Сэр Фридрих Алготтсдоттер, самый старший из вассалов Тельрамунда, сказал вполголоса весьма задумчиво:
– Есть поговорка насчет черта, что, постарев, пошел в монастырь…
Сэр Артурас спросил заинтересованно:
– Хорошая мысль! Вы о ком?
Сэр, не обращая на юнца внимания, продолжил тяжеловесно, словно громоздил стену из крупных глыб:
– Как мы знаем, самые ревностные аскеты и подвижники получаются из тех, кто больше всех убивал, насиловал, истязал, калечил и мучил… Если, конечно, успевает опомниться и раскаяться.
Граф Тельрамунд подумал, кивнул.
– Да… теперь я как-то понимаю.
– Таких, – продолжал сэр рассудительно, – конечно, мало. И жизнь людская коротка, и погибают злодеи от рук мстителей часто, однако же бывают случаи, вы их знаете, когда короли, пролившие моря крови, вдруг ужасаются содеянного и уходят в монастыри замаливать грехи, когда злодеи и кровопийцы раздают все награбленное и, одевшись в рубище, уходят в дальние страны, чтобы поклониться Гробу Господню и вымолить прощение…
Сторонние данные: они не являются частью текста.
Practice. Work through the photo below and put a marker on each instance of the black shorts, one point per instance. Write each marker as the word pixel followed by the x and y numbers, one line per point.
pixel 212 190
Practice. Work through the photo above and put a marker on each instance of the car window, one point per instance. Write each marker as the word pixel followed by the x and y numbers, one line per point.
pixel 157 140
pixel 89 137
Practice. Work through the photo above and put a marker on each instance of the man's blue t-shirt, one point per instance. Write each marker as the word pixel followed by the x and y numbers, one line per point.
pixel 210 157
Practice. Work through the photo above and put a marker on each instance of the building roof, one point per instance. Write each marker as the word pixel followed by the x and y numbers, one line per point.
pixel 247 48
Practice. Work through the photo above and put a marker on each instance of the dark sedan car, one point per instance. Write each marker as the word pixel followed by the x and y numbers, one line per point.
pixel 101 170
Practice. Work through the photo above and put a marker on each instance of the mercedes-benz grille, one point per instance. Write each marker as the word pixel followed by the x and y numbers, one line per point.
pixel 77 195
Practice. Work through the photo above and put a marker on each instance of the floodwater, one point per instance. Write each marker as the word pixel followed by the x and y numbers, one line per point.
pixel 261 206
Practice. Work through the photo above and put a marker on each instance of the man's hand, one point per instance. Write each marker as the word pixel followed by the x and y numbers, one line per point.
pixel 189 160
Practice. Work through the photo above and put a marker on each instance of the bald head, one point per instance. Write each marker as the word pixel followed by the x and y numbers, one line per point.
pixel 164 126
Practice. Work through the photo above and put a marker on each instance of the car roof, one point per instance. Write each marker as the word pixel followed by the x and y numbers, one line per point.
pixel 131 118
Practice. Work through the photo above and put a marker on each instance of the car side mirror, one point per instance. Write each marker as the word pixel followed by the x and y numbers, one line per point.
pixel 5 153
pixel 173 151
Лорд Артурас проговорил медленно:
– Я понимаю ход ваших мыслей, благородный лорд Алготтсдоттер. Однако этот рыцарь Лебедя очень молод…
– Но с его воинским умением, – напомнил сэр Алготтсдоттер, – он мог пролить море крови. Потому сейчас постоянно говорит о миролюбии.
– Да, похоже на то. – И добавил задумчиво: – А еще бросается в глаза его подчеркнутое целомудрие, когда он даже не смотрит на придворных дам… А там встречаются такие штучки!
– Это тоже говорит о его грехах на этом поприще, – закончил за него сэр Фридрих. – Возможно, он насиловал женщин зверски и убивал или расчленял… возможно, его преступления были такими, что нам и вообразить трудно, мы же добропорядочные христиане, хоть и не самые ревностные в мире! И вот теперь, ужаснувшись содеянному, он постоянно держит себя в руках и потому идет по жизни не так, как все мы, а как должно…
– Что вообще-то противно людской природе, – сказал сэр Артурас хмуро. – Мало того, что Господь вылепил нас из сырой глины, а мог бы из благородного гранита, чего ему стоило бы, так еще и допустил, чтобы в каждом из нас поселилось семя Змея… В общем, сэр Фридрих, хорошо бы разузнать про этого рыцаря Лебедя побольше. Уверен, мы узнаем нечто такое, что все содрогнутся.
– Я сегодня же отправлю людей за пределы Брабанта, – пообещал сэр Фридрих.
– Лучше в места, – подсказал сэр Микаил Ларсен, – где недавно отгремели самые жестокие войны.
К замку подъехали, постепенно сближая отряды, а через арку прошли так, что встречающие во дворе и не уловили смертельного напряжения, готового взорваться яростной схваткой насмерть.
Леди Ортруда вышла навстречу цветущая, роскошная, с оголенной шеей и плечами, созданными для жарких поцелуев, заулыбалась, сказала самым приветливым голосом:
– Ваша светлость, сэр Лоенгрин, мы вам бесконечно рады!.. Я просто уверена, что вам у нас понравится. А я, со своей стороны, сделаю все, чтобы вам у нас понравилось… очень.
Лоенгрин поклонился, чувствуя себя как никогда скованным, соскочил с коня и с трудом заставил ноги сделать шаг вперед.